Firstly, due to the special characteristics of health technology products and services, it is useful to draw up a written contract regarding their sales. In general, IPRs are central to these products and services, and it may be vital for a company to protect them with a contract, ensuring that no IPRs contained within the product or service are passed onto the buyer in the sales process. A basic guideline is to not give away something that you would like to use in the future. On the other hand, in cases where it is necessary to grant the buyer a license to utilise the seller’s intellectual property, the right attention must be paid to how broad of a license is granted. For example, the license should not be exclusive if the same intellectual property is to be licensed to other customers in the future.
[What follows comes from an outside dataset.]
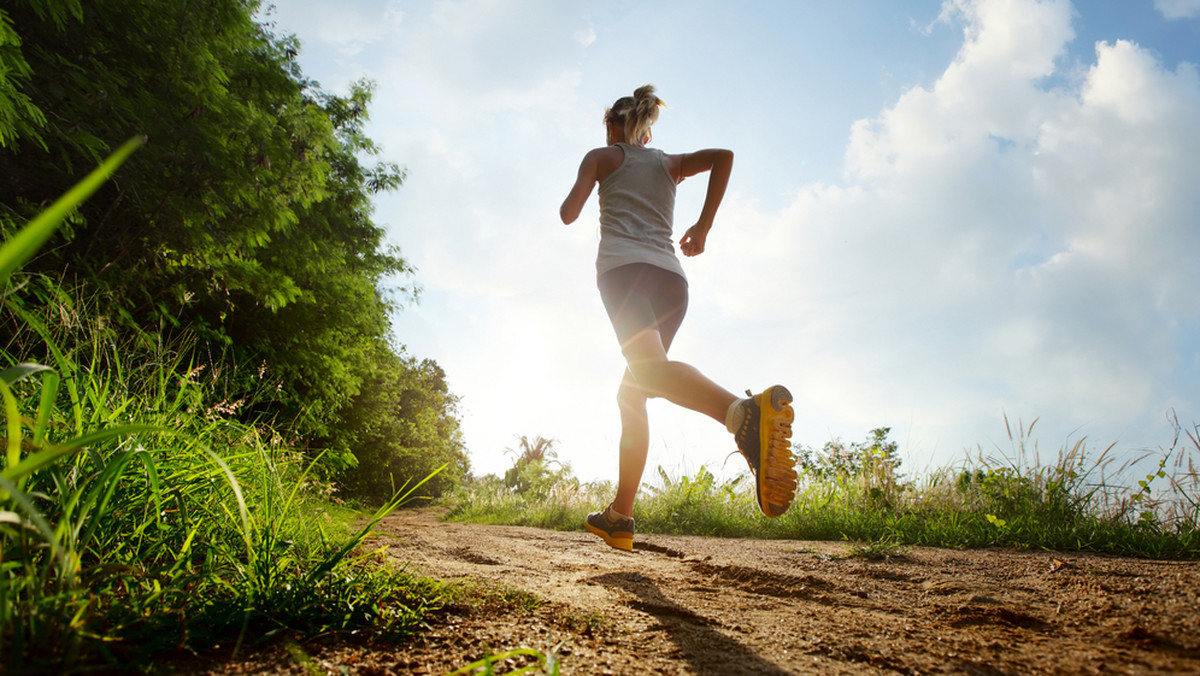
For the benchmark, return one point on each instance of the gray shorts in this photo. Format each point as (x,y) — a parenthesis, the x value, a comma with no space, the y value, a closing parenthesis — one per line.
(639,297)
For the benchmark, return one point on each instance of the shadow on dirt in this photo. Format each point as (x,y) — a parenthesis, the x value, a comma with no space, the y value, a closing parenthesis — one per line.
(699,640)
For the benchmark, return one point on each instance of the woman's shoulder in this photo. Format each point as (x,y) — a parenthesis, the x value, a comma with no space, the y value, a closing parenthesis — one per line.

Secondly, health technology products and services are of such a nature that when they are sold, liability issues become even more pronounced. The seller cannot, even with a binding contract, deviate from their responsibilities to the consumer, set out in the Product Liability Act and the Consumer Protection Act; but on the other hand the seller must make sure that it is not held liable towards its business customers for use or modification of the product or service by such business customers against the guidelines and/or terms provided by seller. It is also always essential for the seller to limit its liability towards business customers, ensuring that the liability amount is relative to the value of the sale and to the risks involved in its execution. The seller must ensure that liability is limited, so that when such liability is realised, the seller is able to pay the required damages.
Thirdly, an essential matter for health technology sector contracts is to take into account the provisions of the Personal Data Act (PDA). The PDA defines personal data as “any information on a private individual and any information on his/her personal characteristics or personal circumstances, where these are identifiable as concerning him/her or the members of his/her family or household.” All such information is subject to the PDA, and it is essential to ensure that such personal data is not inadvertently collected from consumers in connection with health technology products or services contrary to the provisions of the PDA. However, if personal data is collected then this fact should be made clear in the consumer contract. Furthermore, consumers must receive an explanation of why their personal data is being collected and provide explicit consent. On the other hand, if the seller’s corporate customer collects personal data through the seller’s product or service, it should be made clear in the contract who is the data controller and therefore liable for fulfilling the obligations of the PDA.
Further to the above points, other generally important issues should of course be taken into consideration in health technology contracts. Perhaps the most important of these is defining the scope of the contract in sufficient detail, so that both the seller and buyer know what is provided under the contract, as well as how and when it is provided. Due to the nature of technology based products and services, it is useful to draw up written sales contracts, duly implement them, and where possible, use the help of a lawyer in drafting these.